Codegen Overview

Abstract

The backend half of tileiras starts where the MLIR pipeline ends: an NVVM-ready gpu.module with a resolved #nvvm.target. The program is no longer TileIR. It is an LLVM/NVVM module that must be linked against device libraries, optimized, lowered through NVPTX target rules, selected into machine instructions, and printed as PTX text for ptxas. This page states the contracts and invariants each stage must preserve. Child pages document the dispatchers, opcode tables, and modifier vocabularies that implement those contracts.

The useful model is:

MLIR llvm/nvvm dialect
    -> llvm::Module
    -> linked device-library module
    -> optimized LLVM module
    -> SelectionDAG and machine functions
    -> MCInst stream
    -> PTX assembly

Child pages document the detailed reverse-engineered subsystems. This overview lays out the backend contracts that matter for users and reimplementers.

Backend Contract

Stage	Responsibility	Public invariant
LLVM module handoff	Translate MLIR LLVM dialect to an `llvm::Module` and attach target triple, chip, features, and data layout.	The module is already ABI-ready; no high-level TileIR operations remain.
Device library linkage	Link embedded or external device bitcode used by math and NVVM helper calls.	Undefined device helper calls must be resolved before final codegen.
LLVM optimization	Run the LLVM optimization pipeline selected by the requested optimization level.	Optimizations preserve NVVM address spaces, kernel attributes, and libdevice semantics.
NVPTX target lowering	Lower calls, formal arguments, returns, intrinsics, address spaces, and custom target nodes.	Param-space values and kernel arguments are handled through NVPTX ABI rules, not generic pointer rules.
Instruction selection	Select custom NVPTX nodes first, then fall back to generated SelectionDAG matcher tables.	Feature-gated intrinsics are rejected or expanded before an illegal PTX instruction can be emitted.
Machine-function passes	Run target passes for argument lowering, image handles, scheduling, register allocation, and MIR cleanup.	Machine IR still carries enough target information for correct PTX emission.
PTX emission	Print PTX mnemonics, operands, modifiers, sections, directives, and target attributes.	Emitted PTX matches the resolved target feature set and is suitable for `ptxas`.

Target Initialization

The backend registers both 32-bit and 64-bit NVPTX targets, constructs subtarget information from the target triple, CPU string, and feature string, then builds or reuses a target machine for the compilation. The normal CUDA device path is 64-bit and uses the nvptx64-nvidia-cuda triple.

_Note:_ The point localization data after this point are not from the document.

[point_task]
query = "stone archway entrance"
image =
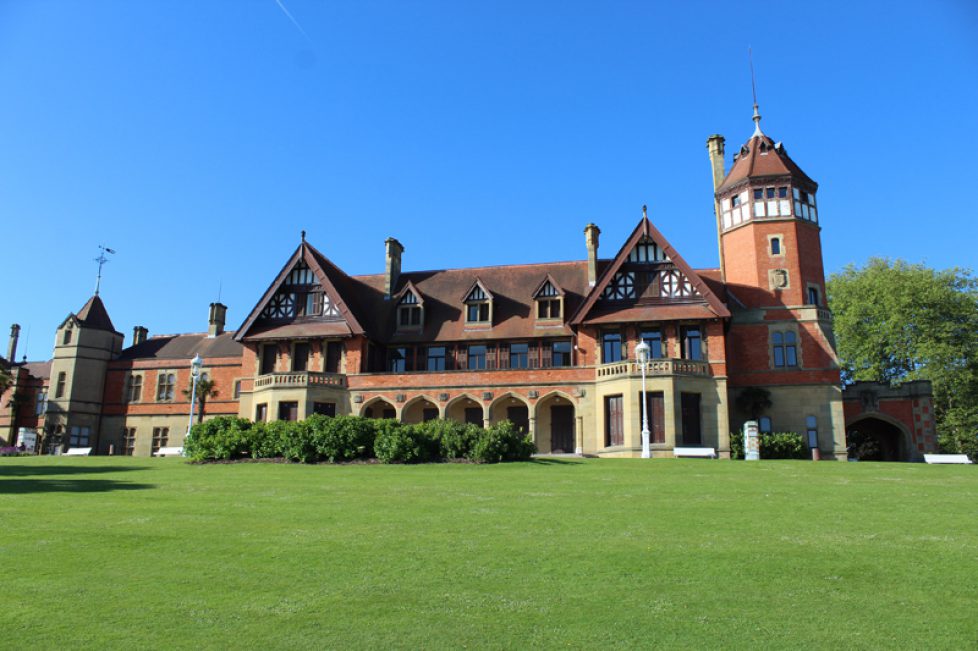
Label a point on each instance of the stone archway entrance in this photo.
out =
(874, 439)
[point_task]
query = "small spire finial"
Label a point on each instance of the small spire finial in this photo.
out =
(753, 90)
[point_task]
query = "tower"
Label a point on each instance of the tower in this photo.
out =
(780, 337)
(84, 344)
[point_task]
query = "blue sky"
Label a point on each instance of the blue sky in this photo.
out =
(199, 138)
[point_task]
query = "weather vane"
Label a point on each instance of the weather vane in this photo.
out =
(101, 260)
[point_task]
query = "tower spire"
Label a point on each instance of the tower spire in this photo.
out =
(753, 90)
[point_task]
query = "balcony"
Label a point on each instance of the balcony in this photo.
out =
(656, 367)
(301, 380)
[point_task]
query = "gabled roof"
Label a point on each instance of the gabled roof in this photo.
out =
(335, 284)
(93, 315)
(645, 229)
(761, 157)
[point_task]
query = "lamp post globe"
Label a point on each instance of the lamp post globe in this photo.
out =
(642, 355)
(195, 365)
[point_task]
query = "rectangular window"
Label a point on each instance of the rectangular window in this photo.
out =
(655, 404)
(560, 352)
(653, 338)
(397, 360)
(691, 419)
(324, 408)
(288, 410)
(134, 390)
(269, 353)
(128, 441)
(614, 421)
(692, 343)
(300, 356)
(436, 358)
(165, 386)
(519, 356)
(610, 347)
(477, 357)
(161, 436)
(548, 308)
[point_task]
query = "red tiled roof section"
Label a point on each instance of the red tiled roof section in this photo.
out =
(762, 158)
(514, 308)
(93, 315)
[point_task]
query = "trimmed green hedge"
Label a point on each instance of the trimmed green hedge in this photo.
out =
(348, 438)
(775, 445)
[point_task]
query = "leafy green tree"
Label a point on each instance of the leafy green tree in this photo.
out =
(896, 322)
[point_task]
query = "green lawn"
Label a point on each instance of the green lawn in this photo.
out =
(134, 553)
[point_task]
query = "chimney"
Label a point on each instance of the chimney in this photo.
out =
(393, 268)
(714, 144)
(215, 319)
(139, 335)
(591, 233)
(12, 346)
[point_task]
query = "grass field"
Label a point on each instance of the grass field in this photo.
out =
(156, 553)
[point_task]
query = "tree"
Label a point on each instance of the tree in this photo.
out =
(205, 389)
(896, 322)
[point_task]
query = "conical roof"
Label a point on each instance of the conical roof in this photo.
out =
(93, 315)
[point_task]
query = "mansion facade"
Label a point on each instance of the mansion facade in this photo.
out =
(550, 347)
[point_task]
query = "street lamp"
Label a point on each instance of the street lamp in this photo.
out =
(195, 365)
(642, 353)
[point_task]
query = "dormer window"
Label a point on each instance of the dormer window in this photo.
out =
(550, 301)
(478, 305)
(409, 311)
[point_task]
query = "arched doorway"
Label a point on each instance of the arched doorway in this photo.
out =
(513, 408)
(378, 408)
(420, 410)
(465, 409)
(555, 424)
(874, 438)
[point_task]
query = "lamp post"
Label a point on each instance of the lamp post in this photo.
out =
(642, 353)
(195, 365)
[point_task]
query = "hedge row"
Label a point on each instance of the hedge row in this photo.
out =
(347, 438)
(776, 445)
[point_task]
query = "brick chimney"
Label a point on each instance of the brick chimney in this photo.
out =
(714, 144)
(139, 334)
(215, 319)
(591, 233)
(393, 267)
(12, 346)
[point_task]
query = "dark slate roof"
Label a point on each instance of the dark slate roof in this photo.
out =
(93, 315)
(184, 347)
(761, 157)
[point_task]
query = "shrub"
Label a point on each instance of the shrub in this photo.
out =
(502, 442)
(396, 443)
(224, 437)
(455, 440)
(341, 438)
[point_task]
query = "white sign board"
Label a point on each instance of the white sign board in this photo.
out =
(752, 441)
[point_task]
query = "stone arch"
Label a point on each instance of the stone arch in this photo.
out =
(376, 406)
(461, 409)
(555, 423)
(417, 409)
(513, 407)
(878, 437)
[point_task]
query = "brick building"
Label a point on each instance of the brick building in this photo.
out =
(548, 346)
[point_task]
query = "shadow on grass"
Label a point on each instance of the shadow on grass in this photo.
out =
(28, 471)
(25, 486)
(555, 461)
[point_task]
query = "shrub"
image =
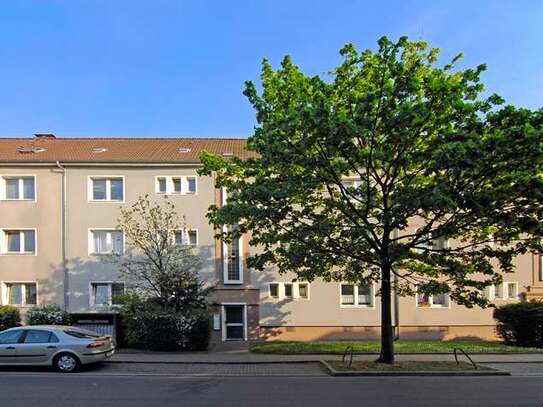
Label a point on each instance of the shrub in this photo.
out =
(521, 324)
(157, 330)
(47, 315)
(9, 317)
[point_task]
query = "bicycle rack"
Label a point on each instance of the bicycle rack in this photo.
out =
(465, 354)
(350, 351)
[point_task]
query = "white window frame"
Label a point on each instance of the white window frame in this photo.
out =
(223, 319)
(4, 242)
(186, 237)
(355, 293)
(91, 231)
(278, 290)
(170, 185)
(225, 261)
(431, 301)
(20, 177)
(5, 292)
(108, 179)
(110, 283)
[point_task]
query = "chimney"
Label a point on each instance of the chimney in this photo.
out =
(44, 136)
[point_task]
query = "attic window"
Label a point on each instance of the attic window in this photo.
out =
(31, 149)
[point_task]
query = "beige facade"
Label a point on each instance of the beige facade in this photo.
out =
(63, 268)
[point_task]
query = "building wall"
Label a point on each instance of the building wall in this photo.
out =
(319, 317)
(43, 214)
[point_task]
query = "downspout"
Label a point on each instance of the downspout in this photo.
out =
(63, 238)
(396, 301)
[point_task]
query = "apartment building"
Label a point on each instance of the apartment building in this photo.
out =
(59, 203)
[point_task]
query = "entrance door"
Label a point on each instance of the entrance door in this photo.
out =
(234, 322)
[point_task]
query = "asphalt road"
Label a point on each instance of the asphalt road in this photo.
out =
(45, 389)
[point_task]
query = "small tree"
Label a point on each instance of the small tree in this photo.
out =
(160, 265)
(420, 145)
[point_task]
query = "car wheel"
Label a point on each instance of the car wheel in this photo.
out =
(66, 363)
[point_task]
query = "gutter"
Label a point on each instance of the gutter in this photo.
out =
(63, 237)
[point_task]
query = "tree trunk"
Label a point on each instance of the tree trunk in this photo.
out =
(387, 337)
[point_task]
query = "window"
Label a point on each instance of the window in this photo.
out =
(233, 261)
(432, 301)
(39, 336)
(106, 242)
(19, 241)
(175, 185)
(498, 291)
(107, 189)
(104, 294)
(189, 236)
(191, 185)
(274, 290)
(21, 188)
(511, 291)
(288, 290)
(161, 185)
(303, 291)
(357, 295)
(21, 294)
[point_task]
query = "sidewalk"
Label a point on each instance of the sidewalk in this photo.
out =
(236, 354)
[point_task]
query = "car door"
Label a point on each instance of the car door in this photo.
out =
(36, 346)
(9, 341)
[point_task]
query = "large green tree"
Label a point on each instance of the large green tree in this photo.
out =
(424, 147)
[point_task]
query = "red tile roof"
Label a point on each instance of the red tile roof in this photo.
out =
(116, 150)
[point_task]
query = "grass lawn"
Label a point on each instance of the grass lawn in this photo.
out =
(406, 366)
(399, 347)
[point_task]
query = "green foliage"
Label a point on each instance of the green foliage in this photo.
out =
(145, 325)
(47, 315)
(156, 266)
(422, 146)
(9, 317)
(521, 324)
(162, 331)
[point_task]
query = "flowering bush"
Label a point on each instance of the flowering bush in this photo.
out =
(9, 317)
(157, 330)
(47, 315)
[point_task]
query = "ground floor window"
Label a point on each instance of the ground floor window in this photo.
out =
(106, 293)
(357, 295)
(20, 294)
(432, 301)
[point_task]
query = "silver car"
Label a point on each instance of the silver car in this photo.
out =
(65, 348)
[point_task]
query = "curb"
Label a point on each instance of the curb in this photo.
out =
(334, 372)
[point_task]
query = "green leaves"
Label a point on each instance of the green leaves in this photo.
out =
(364, 168)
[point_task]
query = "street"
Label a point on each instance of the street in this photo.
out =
(94, 388)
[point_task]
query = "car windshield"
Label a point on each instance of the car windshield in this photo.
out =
(81, 333)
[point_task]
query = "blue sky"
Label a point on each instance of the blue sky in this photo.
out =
(176, 68)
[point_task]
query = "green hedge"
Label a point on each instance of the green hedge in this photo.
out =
(9, 317)
(156, 330)
(47, 315)
(520, 324)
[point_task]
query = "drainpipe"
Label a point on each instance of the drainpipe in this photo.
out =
(396, 301)
(63, 237)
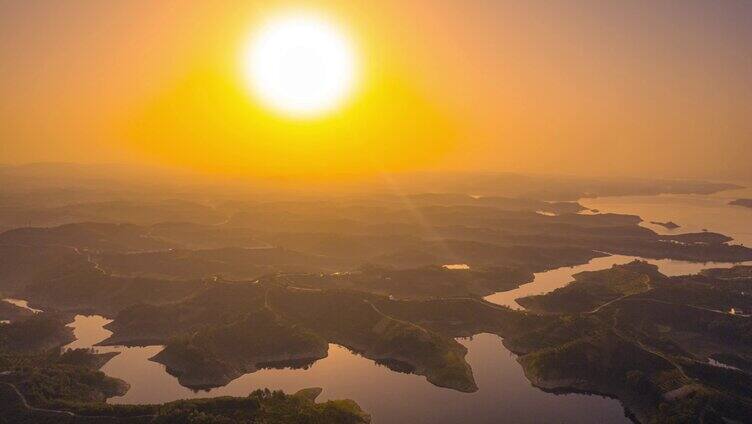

Target initialization provides:

target registry entries for nvptx and nvptx64;
MC layer objects for registers, instruction descriptions, subtarget features, and asm output;
an NVPTX target machine keyed by triple, chip, and feature set;
a feature bitset used by target lowering and instruction selection.

The target feature set is the guardrail for newer instructions. Tensor memory, TMA, WGMMA, tcgen05, block-scaled MMA, cluster operations, and related PTX modifiers reach selection only when the subtarget says they are legal.

MLIR-To-LLVM Handoff

gpu.module operations carrying the NVVM target attribute leave MLIR through a translator that maps each nvvm.* op to the matching llvm.nvvm.* intrinsic, then walks llvm dialect operations into the corresponding LLVM IR opcodes. The translator is a one-to-one mapping table: nvvm.barrier0 becomes @llvm.nvvm.barrier0, nvvm.mma.sync becomes @llvm.nvvm.mma.*, nvvm.wgmma.mma_async becomes @llvm.nvvm.wgmma.*, and so on. There is no novel rewriting in this step. What matters is that NVPTX-specific information already encoded in the MLIR dialect — kernel attributes, address spaces, target metadata — must survive the translation unchanged.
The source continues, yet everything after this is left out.